Jim “Mattress Mack” McIngvale opened more than his heart to fellow Texans on Sunday. He opened two of his three large furniture stores in the Houston area to people displaced by Tropical Storm Harvey.

“For a couple hundred years Texans have banded together and helped each other. We will help each other now get through this crisis of flooding and hurricane,” McIngvale said in a live Facebook video on Sunday.

“We have food, beds, and clean bathrooms for anyone in need!” his company, Gallery Furniture, posted on its Facebook.

McIngvale welcomed animals too, if kenneled by an owner’s side.

By Monday evening, both locations were at capacity. They even housed National Guard troops seeking respite between rescue missions.

On Tuesday afternoon, McIngvale opened one of the locations to more people.

“Thank you to every volunteer, and our service men and women for their brave and unwavering compassion during this difficult time,” he wrote on Facebook.
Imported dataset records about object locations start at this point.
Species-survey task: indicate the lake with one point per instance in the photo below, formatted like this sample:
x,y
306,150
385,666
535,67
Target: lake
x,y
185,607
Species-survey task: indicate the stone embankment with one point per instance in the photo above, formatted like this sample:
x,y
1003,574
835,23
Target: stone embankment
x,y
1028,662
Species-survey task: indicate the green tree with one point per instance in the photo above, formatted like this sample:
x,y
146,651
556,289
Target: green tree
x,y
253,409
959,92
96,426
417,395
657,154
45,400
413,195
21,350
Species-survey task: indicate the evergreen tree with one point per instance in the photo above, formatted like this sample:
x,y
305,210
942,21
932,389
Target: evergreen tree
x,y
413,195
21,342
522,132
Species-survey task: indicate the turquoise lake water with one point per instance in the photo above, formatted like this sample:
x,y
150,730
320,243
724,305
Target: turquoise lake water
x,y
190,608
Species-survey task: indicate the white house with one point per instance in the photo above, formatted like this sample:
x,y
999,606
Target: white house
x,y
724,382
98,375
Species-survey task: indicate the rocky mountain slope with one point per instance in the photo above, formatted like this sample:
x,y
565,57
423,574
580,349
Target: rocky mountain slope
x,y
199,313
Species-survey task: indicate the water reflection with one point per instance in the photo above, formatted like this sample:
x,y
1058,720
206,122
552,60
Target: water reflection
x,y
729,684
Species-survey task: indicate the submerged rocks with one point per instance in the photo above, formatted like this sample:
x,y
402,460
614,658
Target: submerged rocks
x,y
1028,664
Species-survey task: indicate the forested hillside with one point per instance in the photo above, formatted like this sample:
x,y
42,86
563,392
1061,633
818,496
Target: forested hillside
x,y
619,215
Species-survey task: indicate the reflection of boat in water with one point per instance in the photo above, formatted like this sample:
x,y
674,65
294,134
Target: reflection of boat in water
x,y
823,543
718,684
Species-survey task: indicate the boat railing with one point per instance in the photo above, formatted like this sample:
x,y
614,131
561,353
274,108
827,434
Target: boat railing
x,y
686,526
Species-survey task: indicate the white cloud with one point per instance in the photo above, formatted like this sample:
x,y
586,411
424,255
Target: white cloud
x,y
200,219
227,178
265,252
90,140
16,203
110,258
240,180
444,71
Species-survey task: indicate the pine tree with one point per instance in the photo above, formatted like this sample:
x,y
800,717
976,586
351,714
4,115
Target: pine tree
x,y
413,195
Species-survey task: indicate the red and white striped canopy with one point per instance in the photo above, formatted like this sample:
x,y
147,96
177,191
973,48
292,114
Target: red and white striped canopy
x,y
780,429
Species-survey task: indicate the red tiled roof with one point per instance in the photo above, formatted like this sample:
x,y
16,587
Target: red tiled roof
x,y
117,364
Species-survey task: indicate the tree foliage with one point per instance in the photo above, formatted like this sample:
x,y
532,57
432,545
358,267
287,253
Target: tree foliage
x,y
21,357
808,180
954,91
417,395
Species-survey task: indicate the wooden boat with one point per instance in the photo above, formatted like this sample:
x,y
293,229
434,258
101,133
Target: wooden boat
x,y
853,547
His social media pages were replete with praise and thanks.

“Jim mcinvale you and your family make us proud and always have! Gallery is a Houston icon and THIS stuff is why,” wrote Erika Miller Spector, a young mother from the Houston suburb of Richmond.

“Sometimes in life those closest to you surprise you in ways even beyond your realm of thought,” wrote McIngvale’s daughter Laura McIngvale Brown on her Facebook. “Dad, it doesn’t surprise me on it you opened the stores to our fellow Houstonians, you would give your last breath for another, but it still amazes me how selfless you are. More than any being on earth, I hope I’m half the person you are one day. During these horrific 5 days my faith in humanity has been restored over and over, and you Dad are at the top of that list.”

On Tuesday, McIngvale thanked several restaurants that provided food to the people he sheltered as well as volunteers and his staff. They included Steak 48, Masraff’s, Cousins Maine Lobster, Jason’s Deli, and Lopez Mexican Restaurant.

Lopez opened Tuesday with a limited menu, pledging all profits to shelters in Fort Bend County, a Houston suburb. “All first responders eat free!” it posted on Twitter.

This wasn’t the first time McIngvale turned a showroom into a shelter. He did so during last year’s flood and also during Hurricane Katrina in 2005.

“We did this during Katrina, and we had a couple hundred people stranded for a couple days,” he told CNN. “We have tons of mattresses in our warehouse and we can provide everyone with a blanket.”

While Katrina brought much stronger winds, Harvey has already broken the record for a single-storm rainfall—over 50 inches, the National Weather Service reported—more than the average rainfall the area gets in a year.

“With God’s grace we all get through this better and stronger than ever because that’s who we are—we are Texans,” McIngvale said in his video.